Dia meyakini kursi Menteri Kelautan dan Perikanan akan tetap akan diberikan Presiden Joko Widodo untuk Partai Gerindra.

Bacaan Lainnya

“Jadi tentunya yang paling berpeluang adalah dari tokoh Gerindra, dilihat dari latar belakang kelima nama elite Partai Gerindra yang berpeluang masuk menggantikan Edhy Prabowo sebetulnya ada dua nama, Sandiaga Uno dan Fadli Zon,” kata Qodari dikutip dari CNNIndonesia.com, Kamis 26 November 2020.

Qodari menerangkan peluang Sandi-sapaan akrab Sandiaga Uno-menduduki Menteri Kelautan dan Perikanan terbuka karena Sandi merupakan calon wakil presiden pendamping Prabowo di Pilpres 2019.

Menurutnya, rekonsiliasi politik akan semakin komplit serta Kementerian Kelautan dan Perikanan akan memiliki kinerja lebih bagus bila Sandi yang terpilih menjadi pengganti Edhy.

“Kalau dia [Sandi] masuk, wah komplit ini rekonsiliasi politik dan di sisi yang lain dengan masuknya Sandi maka harusnya peluang kinerja yang lebih bagus juga akan terjadi,” ujarnya.

Qodari pun meyakini Sandi tidak akan mengulang perbuatan Edhy yang diduga melakukan tindak pidana korupsi. 

“Saya haqul yakin tidak sampai korupsi apa lagi buat beli barang-barang mewah, karena Sandi sudah amat sangat kaya, dia tidak perlu korupsi untuk bisa beli barang-barang mewah yang dibeli Edhy dan istrinya di Hawai itu,” ujarnya.

Qodari melanjutkan, jabatan Menteri Kelautan dan Perikanan akan menjadi menarik bila kelak diberikan kepada Fadli.
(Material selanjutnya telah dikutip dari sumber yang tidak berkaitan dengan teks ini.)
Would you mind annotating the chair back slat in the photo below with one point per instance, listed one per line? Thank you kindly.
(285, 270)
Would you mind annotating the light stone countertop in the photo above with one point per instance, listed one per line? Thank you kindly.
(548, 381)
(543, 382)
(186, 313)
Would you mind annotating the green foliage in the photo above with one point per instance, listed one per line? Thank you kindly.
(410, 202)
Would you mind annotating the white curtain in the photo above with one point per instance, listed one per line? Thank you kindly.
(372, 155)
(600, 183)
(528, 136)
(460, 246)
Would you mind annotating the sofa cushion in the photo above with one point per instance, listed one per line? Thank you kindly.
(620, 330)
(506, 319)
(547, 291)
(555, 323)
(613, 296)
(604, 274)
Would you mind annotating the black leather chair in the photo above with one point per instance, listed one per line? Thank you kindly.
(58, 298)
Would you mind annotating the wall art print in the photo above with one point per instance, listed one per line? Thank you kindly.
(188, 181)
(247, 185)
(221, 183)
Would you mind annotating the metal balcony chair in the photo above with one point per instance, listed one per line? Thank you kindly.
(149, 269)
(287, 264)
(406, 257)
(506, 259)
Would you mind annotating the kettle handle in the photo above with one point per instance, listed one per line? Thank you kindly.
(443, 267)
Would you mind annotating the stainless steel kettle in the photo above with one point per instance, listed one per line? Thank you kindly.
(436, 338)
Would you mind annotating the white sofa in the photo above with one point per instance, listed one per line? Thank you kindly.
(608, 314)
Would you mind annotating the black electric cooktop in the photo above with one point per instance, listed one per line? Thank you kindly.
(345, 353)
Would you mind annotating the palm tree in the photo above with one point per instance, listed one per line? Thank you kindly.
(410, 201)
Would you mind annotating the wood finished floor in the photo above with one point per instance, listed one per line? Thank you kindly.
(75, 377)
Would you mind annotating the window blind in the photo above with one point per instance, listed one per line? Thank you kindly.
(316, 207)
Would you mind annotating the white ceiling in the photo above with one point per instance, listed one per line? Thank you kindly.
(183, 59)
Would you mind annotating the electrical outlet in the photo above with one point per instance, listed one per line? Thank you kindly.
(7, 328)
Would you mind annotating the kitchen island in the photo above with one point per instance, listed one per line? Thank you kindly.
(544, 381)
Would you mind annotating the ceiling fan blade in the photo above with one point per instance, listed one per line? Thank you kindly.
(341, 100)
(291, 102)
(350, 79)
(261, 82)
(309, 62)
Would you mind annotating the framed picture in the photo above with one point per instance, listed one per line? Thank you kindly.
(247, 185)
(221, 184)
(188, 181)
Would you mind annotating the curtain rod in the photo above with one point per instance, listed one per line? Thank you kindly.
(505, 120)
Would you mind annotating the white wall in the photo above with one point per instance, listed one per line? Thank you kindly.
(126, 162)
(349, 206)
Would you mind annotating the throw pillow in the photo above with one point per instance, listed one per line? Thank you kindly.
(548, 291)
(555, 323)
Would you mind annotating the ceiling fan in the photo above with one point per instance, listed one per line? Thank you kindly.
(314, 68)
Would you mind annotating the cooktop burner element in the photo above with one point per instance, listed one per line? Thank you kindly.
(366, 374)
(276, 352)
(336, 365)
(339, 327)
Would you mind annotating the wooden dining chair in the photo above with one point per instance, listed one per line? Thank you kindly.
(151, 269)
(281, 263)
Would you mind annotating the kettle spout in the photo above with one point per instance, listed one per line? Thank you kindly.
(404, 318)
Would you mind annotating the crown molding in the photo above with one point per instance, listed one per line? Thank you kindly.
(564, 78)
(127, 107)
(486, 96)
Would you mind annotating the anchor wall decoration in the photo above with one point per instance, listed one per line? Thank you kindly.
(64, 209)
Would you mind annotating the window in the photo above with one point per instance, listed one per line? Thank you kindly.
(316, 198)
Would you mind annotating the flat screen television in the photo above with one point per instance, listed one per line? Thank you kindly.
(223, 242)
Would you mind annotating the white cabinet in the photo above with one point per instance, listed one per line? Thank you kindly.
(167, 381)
Pasalnya, dia menuturkan, Fadli masih rajin mengkritik pemerintah, meskipun Gerindra masuk koalisi pendukung pemerintah.

Jabatan Menteri Kelautan dan Perikanan bisa menjadi tempat Fadli membuktikan apakah memiliki kinerja lebih bagus dibandingkan menteri-menteri lainnya.

Selain Sandi dan Fadli, menurut Qodari tiga kader Partai Gerindra lain juga memiliki peluang mengisi jabatan yang telah ditinggalkan oleh Edhy tersebut.

Menurutnya, tiga kader Gerindra lainnya itu adalah Sufmi Dasco Ahmad, Sugiono, serta Ahmad Muzani.

Qodari menerangkan bahwa pengganti Edhy nantinya wajib memenuhi sejumlah kriteria seperti berasal dari pejabat tinggi di Partai Gerindra dan memiliki kedekatan sejarah serta pribadi dengan Ketua Umum Partai Gerindra Prabowo Subianto.

“Kalau kita lihat latar belakang Edhy Prabowo itu punya beberapa ciri. Pertama, jabatannya tinggi yaitu Wakil Ketua Umum Gerindra, kedua punya sejarah kedekatan pribadi dengan Prabowo,” ungkapnya.

Qodari menambahkan, sosok Menteri Kelautan dan Perikanan selanjutnya harus lebih baik untuk menutup citra buruk yang ditimbulkan oleh Edhy. Menurutnya, potensi itu berada di sosok Sandi.

“Jadi menteri pengganti Edhy harus jauh lebih bagus, karena harus menutup citra yang jelek dari yang ditimbulkan Edhy dan saya melihat potensi itu ada di Sandi,” ujar Qodari.

Edhy telah mundur sebagai Menteri Kelautan dan Perikanan setelah menjadi tersangka izin ekspor benur.